Sources can expose offset-aware timestamps through different type names: MSSQL datetimeoffset, Postgres timestamptz, Kafka Schema Registry logical timestamps, or REST/API ISO-8601 strings with offsets. dpone uses one portable policy for those values:

source:
  options:
    type_fidelity:
      temporal:
        offset_timestamp:
          mode: preserve_offset
          timezone: UTC

Supported modes:

Mode Meaning Lossless for original offset
utc_instant Store the instant normalized to UTC. No
fixed_timezone Convert the instant to a configured business timezone. No
preserve_offset Store the instant plus __dpone__tz_offset_minutes__<column>. Yes
preserve_text Store the original offset timestamp text. Yes

preserve_offset is the recommended production mode when source offsets are part of the data contract. It keeps analytical timestamp operations available while adding a small generated companion column for the original offset minutes.

dpone plan --format json surfaces this under type_fidelity with selected mode, target type, generated columns, and warnings. If schema evolution is disabled, pre-create the companion columns before running a preserve_offset pipeline.

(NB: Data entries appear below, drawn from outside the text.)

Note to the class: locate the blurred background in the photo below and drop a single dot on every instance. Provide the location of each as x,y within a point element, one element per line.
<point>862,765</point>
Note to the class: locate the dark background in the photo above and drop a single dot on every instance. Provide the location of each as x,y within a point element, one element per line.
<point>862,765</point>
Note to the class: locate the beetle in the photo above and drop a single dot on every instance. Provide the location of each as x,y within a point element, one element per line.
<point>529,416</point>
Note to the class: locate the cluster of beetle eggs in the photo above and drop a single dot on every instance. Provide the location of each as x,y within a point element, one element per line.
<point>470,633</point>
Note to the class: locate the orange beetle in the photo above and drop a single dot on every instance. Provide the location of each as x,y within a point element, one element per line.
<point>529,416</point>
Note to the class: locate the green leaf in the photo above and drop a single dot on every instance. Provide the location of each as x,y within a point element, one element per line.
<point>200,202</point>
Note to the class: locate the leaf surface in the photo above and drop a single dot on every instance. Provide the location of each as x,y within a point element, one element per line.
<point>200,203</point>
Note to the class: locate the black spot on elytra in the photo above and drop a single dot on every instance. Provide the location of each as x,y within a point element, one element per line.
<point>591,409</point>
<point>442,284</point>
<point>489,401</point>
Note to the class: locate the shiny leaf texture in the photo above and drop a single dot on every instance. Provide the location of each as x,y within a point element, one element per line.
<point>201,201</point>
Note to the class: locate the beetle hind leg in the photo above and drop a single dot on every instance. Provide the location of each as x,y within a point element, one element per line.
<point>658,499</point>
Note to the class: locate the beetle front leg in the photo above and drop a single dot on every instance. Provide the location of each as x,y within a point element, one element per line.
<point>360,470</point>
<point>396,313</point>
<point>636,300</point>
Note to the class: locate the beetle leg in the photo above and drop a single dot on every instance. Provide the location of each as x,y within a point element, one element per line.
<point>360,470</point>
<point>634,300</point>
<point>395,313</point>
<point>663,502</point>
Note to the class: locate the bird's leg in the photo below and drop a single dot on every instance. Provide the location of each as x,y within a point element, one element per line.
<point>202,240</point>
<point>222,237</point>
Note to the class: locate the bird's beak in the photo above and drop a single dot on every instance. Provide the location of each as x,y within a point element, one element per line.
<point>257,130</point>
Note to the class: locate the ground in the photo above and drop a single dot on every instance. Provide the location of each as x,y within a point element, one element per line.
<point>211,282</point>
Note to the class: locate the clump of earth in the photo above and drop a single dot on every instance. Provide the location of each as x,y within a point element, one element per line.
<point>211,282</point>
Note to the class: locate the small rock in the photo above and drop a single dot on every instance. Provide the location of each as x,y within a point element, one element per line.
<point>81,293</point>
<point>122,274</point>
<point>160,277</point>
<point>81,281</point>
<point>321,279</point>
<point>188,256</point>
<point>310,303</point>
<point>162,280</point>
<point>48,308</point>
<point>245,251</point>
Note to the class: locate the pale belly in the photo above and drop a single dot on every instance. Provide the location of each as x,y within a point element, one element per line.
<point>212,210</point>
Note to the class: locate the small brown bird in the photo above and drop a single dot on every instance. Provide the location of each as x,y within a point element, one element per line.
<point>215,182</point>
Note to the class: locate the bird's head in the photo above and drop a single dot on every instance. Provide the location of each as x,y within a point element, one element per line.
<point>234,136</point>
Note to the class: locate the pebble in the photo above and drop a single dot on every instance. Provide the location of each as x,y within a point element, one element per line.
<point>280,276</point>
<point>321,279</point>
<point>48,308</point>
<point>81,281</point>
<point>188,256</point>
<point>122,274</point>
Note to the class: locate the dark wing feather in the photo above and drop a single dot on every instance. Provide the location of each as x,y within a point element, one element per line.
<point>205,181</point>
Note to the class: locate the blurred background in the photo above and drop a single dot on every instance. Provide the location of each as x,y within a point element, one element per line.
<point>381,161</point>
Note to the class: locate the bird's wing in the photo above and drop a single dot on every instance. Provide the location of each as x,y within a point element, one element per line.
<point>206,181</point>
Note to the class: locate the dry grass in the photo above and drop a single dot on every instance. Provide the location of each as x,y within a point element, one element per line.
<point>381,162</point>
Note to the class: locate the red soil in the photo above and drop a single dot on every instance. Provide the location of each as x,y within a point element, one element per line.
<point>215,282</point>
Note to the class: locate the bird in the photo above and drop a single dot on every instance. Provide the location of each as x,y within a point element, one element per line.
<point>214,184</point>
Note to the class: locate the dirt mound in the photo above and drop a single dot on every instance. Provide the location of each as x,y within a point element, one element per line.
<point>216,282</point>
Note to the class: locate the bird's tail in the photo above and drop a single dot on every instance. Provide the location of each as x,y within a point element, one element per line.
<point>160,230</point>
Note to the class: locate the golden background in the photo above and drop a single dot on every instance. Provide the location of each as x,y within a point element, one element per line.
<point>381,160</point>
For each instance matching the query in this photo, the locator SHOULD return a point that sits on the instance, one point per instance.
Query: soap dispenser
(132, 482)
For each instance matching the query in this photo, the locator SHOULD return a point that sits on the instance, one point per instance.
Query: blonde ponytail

For per-column overrides, malformed-value handling, runtime materialization details, target DDL behavior, and troubleshooting, see Temporal fidelity.

CLI

Infer from a manifest:

dpone schema infer --manifest manifests/orders.batch.yaml --format json

Infer from explicit source columns:

dpone schema infer --source source-columns.json --format md

Infer from a JSON/JSONL sample:

dpone schema infer --rows sample-orders.jsonl --format text

Runbook

Symptom Action
Confidence is below threshold Add schema_contract.columns for important columns or increase sample quality.
Decimal inferred as string Declare type: decimal, precision, and scale in the schema contract.
Empty strings unexpectedly become nullable Verify empty_string_is_null and source null markers.
A mixed-type API field keeps changing Use schema_contract.enforcement: quarantine or schema_evolution.data_type: variant_column.
Target type is not what you want Add a target-specific physical_design.columns.<column>.target_type.<sink> override.